Firing David Blatt as coach while his team was leading the Eastern Conference

This was probably the move that took the most guts from Griffin. It’s a pretty big risk to fire your head coach during the middle of the season when your team is in first place in the conference. There seemed to be some friction between the players and Blatt because of his coaching style and how he ran things. Lue seemed to have a good relationship with the players and they seemed to respond really well to his style, so Griffin decided to make the hard decision and pull the trigger on the firing. It ended up being the right call as the players flourished under Lue and went on to win the championship.

Traded Anderson Varejao, Jared Cunningham & a pick for Channing Frye

Anderson Varejao was a fan-favorite and the longest tenured Cav at the time of the trade, so it caused a little backlash from fans at that time. Some people were still attached to Andy and a lot of people were skeptical about what Frye would actually bring to the team. I think everybody can agree that Andy wasn’t very effective anymore, and that was seen by him pretty much falling out of the rotation.

Frye was a perfect fit from day one on the floor and in the locker room. He did a great job of spotting up and knocking down threes in his role as a stretch four. By many accounts, he actually helped bring the locker room together with his enthusiasm for playing for a winner and helped become a leader with the second unit. This was definitely a big win for Griffin and it could get better depending on what he can do with the trade exemption he got from the deal.

Traded Mike Dunleavy, Jr., Mo Williams & a first-round pick for Kyle Korver

The jury is still out on this one, but it definitely looks good right now. Dunleavy was brought in during the off-season to be another sharpshooting wing but hasn’t really found his way into the rotation. Mo Williams has taken up a roster spot because of his refusal to just retire, so Griffin took two guys that were giving him nothing and a draft pick and turned them into one of the best catch-and-shoot scorers in the NBA. Korver should fit right in as a complementary shooter to help space the floor for LeBron and Kyrie and he will definitely help fill the void until JR Smith comes back. The results remain to be seen, but on paper, this looks like another huge victory for Griffin.

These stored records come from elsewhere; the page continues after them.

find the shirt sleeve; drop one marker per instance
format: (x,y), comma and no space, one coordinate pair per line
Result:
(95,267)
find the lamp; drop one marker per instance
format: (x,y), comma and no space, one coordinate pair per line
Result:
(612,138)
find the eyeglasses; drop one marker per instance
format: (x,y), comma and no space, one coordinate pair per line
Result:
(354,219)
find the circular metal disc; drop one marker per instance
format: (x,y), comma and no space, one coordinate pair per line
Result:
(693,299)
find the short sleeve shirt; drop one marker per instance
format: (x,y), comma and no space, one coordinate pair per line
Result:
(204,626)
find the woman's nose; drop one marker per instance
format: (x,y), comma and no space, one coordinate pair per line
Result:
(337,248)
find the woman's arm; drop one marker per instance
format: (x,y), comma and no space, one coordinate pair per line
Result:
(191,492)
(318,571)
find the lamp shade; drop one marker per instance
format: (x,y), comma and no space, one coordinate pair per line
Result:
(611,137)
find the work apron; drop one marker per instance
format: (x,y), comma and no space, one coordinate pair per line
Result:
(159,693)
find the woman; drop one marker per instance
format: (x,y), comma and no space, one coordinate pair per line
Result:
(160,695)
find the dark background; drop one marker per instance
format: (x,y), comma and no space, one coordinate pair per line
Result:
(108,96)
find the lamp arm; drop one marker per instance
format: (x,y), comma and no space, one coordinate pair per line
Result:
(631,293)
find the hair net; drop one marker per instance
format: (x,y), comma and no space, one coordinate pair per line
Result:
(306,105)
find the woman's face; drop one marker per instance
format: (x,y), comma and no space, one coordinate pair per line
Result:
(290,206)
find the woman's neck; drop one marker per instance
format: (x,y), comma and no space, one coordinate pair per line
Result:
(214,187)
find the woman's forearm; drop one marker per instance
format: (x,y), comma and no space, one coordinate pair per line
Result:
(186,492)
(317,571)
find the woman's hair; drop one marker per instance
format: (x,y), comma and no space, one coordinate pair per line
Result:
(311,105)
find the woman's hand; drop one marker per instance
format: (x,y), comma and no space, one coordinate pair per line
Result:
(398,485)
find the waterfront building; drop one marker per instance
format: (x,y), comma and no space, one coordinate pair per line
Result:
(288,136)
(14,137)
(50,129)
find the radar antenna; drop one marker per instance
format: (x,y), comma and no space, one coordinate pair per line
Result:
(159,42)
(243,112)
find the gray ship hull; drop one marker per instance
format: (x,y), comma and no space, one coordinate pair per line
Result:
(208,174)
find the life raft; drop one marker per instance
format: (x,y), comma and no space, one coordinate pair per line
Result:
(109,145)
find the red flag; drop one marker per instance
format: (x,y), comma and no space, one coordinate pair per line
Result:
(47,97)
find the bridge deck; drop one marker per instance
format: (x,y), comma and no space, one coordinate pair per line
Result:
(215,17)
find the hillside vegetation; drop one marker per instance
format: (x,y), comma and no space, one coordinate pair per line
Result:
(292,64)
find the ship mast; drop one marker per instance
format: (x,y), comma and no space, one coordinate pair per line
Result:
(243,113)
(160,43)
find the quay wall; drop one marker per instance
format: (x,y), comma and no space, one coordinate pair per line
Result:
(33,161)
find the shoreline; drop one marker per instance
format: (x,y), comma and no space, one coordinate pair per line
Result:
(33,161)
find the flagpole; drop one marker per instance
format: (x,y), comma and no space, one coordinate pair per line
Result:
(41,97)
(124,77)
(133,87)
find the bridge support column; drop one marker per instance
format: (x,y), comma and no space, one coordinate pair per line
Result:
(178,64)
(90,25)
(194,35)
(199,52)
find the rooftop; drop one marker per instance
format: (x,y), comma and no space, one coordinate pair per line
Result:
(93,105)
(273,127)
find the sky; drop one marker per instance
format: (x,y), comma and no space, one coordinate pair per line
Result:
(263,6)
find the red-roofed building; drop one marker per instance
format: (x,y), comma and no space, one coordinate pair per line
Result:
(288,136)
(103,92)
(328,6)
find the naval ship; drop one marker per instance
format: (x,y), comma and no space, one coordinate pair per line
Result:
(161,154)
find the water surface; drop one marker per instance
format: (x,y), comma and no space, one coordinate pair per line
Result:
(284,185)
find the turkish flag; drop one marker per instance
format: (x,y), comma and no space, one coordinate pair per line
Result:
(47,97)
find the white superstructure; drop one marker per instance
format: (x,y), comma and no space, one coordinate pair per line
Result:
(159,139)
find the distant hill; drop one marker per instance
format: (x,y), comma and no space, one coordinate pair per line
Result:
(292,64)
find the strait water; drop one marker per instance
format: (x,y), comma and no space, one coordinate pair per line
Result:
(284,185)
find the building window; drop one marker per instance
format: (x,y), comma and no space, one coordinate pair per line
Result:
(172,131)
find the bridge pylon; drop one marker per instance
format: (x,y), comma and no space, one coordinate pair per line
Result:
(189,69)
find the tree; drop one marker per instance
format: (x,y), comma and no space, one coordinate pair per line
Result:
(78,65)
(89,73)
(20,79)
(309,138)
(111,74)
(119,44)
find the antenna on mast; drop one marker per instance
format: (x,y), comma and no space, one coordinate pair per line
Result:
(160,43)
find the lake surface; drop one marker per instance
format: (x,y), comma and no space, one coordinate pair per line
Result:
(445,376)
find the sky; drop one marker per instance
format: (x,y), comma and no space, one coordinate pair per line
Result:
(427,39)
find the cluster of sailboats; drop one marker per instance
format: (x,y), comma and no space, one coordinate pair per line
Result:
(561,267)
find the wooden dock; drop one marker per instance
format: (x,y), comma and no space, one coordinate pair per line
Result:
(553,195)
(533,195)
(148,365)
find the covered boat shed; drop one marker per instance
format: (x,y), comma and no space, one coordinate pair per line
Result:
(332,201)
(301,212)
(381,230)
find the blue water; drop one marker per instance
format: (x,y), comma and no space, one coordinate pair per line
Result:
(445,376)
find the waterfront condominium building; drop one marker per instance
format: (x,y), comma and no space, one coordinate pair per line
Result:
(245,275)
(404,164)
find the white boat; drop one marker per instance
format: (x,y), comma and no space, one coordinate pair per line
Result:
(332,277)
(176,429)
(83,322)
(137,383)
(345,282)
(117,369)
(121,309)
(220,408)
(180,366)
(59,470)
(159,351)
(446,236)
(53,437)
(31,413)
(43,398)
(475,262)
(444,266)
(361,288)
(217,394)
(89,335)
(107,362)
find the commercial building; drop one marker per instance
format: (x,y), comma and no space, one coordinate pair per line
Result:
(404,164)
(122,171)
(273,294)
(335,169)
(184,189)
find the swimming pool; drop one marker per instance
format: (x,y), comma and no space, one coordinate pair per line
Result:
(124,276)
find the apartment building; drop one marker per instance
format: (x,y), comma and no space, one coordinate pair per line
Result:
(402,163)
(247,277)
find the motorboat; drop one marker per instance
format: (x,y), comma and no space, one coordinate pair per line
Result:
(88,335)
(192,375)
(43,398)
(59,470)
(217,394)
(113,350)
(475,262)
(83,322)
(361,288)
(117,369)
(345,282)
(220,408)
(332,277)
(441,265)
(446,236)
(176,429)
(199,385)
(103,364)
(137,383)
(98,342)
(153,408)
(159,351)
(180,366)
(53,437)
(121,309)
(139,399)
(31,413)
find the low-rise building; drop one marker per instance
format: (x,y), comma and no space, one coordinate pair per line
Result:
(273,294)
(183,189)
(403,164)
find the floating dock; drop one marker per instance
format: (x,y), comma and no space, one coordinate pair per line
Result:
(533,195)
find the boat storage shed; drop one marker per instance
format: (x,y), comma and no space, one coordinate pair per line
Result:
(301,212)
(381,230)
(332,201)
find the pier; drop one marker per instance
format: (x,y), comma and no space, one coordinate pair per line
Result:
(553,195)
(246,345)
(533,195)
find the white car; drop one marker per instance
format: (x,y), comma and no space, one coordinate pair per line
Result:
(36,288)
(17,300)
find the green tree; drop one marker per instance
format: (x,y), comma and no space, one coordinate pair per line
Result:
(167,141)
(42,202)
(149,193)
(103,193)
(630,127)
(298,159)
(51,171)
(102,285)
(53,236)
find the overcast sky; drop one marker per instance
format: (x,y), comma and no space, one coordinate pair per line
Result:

Looking at his body of work, I don’t think there is any way that people can argue that David Griffin is not one of the top executives in the NBA. Over the last few years, he has traded Andrew Wiggins, Anthony Bennett (who is now out of the league), Dion Waiters, Anderson Varejao, Mike Dunleavy, Mo Williams, a bunch of bench warmers and some draft picks.  In return, he got Kevin Love, Iman Shumpert, JR Smith, Timofey Mozgov, Channing Frye and Kyle Korver.  I would say that is a giant net return on talent. He also made a tough call on firing his coach in the middle of the season. The result of his effort is at least one NBA Championship, and his team should be in a position to add to that for years to come.